A wasteland becomes the site of a fairground, of shows, games and joys etc. In all cases, we take, we understand the site as it is, we use it while respecting it, we reveal it in a different way and we disappear as if nothing had happened. A tent that is set up for a few days with its camp set up out of sight and the structure stretched out in the foreground transforms the perception of a space, it transforms it completely.
It would never occur to anyone to raze a forest to build a field of huts or it is called a housing estate.

There is a contextual intelligence and harmony in vernacular architecture that is forgotten when building hard. You'd think that hard building makes you dumb.
One is made to live and exist by considering only the essential, it tells a truth with all the life that goes with it, made of solidarity and violence too.

The other one has no reason to exist except to appear so.
One considers the instant and movement, the other exposes his fear of the passing of time and freezes it in an ostentatious image, tense for eternity.
One is a process, the other speaks of maintenance.
One suggests, the other imposes, it is the difference between eroticism and pornography.
To varying degrees, the contemporary architecture of cities where everything is seen, everything is known, no more streets but islands, open, always open, where there is no more depth of field, no more mystery, than close-ups. The façade says it all and everything becomes a screen. Whether it is the computer or the front wall, it confines its inhabitants to live only in front of or behind their shields. These new districts transform the city from a place of culture and exchange into an inert and vulgar place.
Poodle lawns have replaced the secret gardens. The city, once a land of adventure and what remains of human savagery, is gradually transforming its inhabitants into domestic animals.
The problem of cities is not their historical centre, which has been frozen for a long time, but their margins.
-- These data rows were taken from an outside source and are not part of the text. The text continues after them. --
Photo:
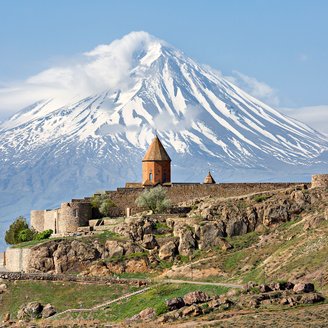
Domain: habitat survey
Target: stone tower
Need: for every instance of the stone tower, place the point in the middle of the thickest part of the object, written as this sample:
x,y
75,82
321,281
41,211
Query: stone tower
x,y
156,165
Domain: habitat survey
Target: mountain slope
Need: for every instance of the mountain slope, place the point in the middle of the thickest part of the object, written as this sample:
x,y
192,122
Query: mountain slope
x,y
92,138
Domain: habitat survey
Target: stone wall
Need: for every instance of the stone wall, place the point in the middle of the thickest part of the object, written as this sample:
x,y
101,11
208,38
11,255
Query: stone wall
x,y
320,181
37,220
78,212
73,215
2,259
125,197
50,220
17,259
67,218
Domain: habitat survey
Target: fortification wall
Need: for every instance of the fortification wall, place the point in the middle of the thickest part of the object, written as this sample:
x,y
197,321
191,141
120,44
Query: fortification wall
x,y
17,259
73,215
2,259
37,220
125,197
319,181
50,220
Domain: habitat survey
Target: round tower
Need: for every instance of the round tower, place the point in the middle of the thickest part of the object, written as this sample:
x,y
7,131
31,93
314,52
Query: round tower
x,y
73,215
156,165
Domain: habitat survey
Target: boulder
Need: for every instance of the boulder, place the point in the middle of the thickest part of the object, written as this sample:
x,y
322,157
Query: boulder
x,y
137,265
149,241
311,298
114,249
192,311
30,311
175,303
209,234
168,251
48,311
275,213
187,242
147,314
265,288
195,297
303,288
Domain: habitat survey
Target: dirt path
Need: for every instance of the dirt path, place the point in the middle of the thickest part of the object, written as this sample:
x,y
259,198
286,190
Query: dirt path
x,y
204,283
102,304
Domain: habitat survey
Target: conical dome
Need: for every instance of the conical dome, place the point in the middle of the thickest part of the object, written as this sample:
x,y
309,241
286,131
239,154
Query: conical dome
x,y
156,152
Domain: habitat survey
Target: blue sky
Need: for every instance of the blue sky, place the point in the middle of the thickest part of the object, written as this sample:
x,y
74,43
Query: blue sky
x,y
282,44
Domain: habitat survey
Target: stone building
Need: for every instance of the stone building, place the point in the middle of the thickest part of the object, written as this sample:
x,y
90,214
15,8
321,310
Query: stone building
x,y
156,165
156,169
65,219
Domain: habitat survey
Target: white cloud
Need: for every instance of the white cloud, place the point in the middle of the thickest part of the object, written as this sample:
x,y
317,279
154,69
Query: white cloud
x,y
314,116
105,67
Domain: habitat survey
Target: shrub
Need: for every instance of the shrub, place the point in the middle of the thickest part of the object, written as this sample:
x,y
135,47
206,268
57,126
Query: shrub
x,y
102,203
154,199
105,207
26,235
43,235
12,234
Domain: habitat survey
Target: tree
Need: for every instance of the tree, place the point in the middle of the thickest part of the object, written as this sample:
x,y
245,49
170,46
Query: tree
x,y
154,199
13,233
26,235
105,206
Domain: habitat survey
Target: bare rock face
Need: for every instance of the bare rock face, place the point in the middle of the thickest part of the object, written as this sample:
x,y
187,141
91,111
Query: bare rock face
x,y
195,297
30,311
187,242
137,265
62,256
48,311
168,251
303,288
175,303
192,311
149,241
209,234
113,248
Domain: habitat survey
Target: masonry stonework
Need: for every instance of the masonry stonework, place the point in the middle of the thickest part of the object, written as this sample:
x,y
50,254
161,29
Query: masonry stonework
x,y
17,259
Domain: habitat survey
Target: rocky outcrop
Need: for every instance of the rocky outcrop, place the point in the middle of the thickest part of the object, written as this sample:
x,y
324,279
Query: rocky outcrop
x,y
62,256
251,296
168,251
35,310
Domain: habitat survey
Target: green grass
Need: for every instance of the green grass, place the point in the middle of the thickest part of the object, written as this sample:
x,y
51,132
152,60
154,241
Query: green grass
x,y
62,295
107,235
154,298
232,261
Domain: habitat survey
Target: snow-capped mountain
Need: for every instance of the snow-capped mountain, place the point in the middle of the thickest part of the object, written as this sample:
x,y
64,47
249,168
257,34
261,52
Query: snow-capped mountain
x,y
94,135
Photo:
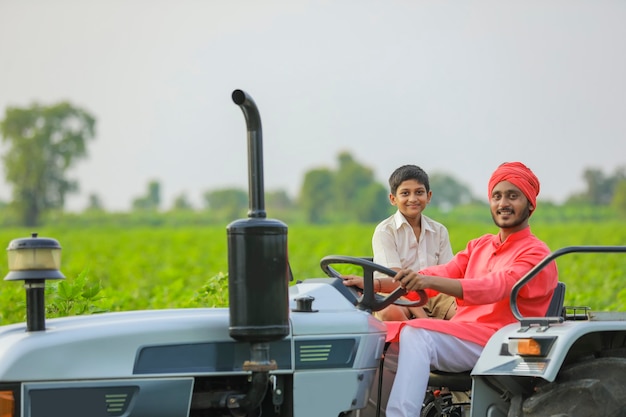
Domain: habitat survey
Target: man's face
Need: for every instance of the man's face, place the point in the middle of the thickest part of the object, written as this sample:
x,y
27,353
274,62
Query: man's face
x,y
510,209
411,198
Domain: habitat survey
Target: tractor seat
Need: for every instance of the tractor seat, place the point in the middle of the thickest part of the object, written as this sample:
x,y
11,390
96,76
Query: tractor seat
x,y
462,381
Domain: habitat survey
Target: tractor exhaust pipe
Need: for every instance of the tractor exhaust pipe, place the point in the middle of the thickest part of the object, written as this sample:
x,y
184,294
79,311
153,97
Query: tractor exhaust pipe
x,y
255,153
258,272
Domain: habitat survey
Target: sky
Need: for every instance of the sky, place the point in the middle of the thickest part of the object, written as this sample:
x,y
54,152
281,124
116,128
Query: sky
x,y
456,87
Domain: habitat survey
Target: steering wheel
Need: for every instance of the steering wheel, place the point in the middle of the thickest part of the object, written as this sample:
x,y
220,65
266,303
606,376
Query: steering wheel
x,y
370,300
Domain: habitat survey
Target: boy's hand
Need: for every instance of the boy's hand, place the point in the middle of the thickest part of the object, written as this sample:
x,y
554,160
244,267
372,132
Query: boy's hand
x,y
353,281
411,280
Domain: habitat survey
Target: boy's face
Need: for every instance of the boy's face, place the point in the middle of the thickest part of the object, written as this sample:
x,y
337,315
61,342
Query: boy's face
x,y
411,198
510,208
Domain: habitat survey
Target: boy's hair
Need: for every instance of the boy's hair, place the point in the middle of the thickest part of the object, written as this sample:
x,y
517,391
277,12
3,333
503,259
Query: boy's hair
x,y
408,172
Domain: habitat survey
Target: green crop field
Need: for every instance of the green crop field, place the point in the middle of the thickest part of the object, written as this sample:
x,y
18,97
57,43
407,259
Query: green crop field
x,y
110,269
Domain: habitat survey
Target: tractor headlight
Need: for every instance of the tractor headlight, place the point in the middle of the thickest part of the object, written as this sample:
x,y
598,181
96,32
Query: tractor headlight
x,y
7,403
531,346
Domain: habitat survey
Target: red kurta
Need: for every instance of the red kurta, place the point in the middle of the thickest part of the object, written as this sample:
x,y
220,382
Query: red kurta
x,y
488,270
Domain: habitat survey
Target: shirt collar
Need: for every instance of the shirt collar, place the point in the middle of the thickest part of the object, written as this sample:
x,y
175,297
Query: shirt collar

Instead of wanting to reinvent Paris, which really doesn't need it, it is crucial to think about the future of these boundaries, the suburbs, the cities where watchmen rule the public space and where beautification work is most often symbolic because it amounts to increasing rents.

Before rethinking these districts in definitive ways from our beautiful bobo agencies, perhaps we should give time to ambitious and assertive urban and architectural experiments to make their effect. Let's stop making the pallet and the container sacred as if it were a good idea, or else it amounts to considering the human being as an improved commodity.
Let's build unique solutions, corresponding to each of the places that we will be asked to study in order to demonstrate their relevance and intelligence. This is undoubtedly a way to give the temporary a chance to take root.
Proposing solutions that are at first ephemeral is perhaps a way to get the city out of its conformist and comfortable gangue so that it can once again become a matrix of living matter and can finally get in tune with its time and its citizens. To make them concerned and part of a process that has been restarted so that they will once again want to defend not their city but the whole city.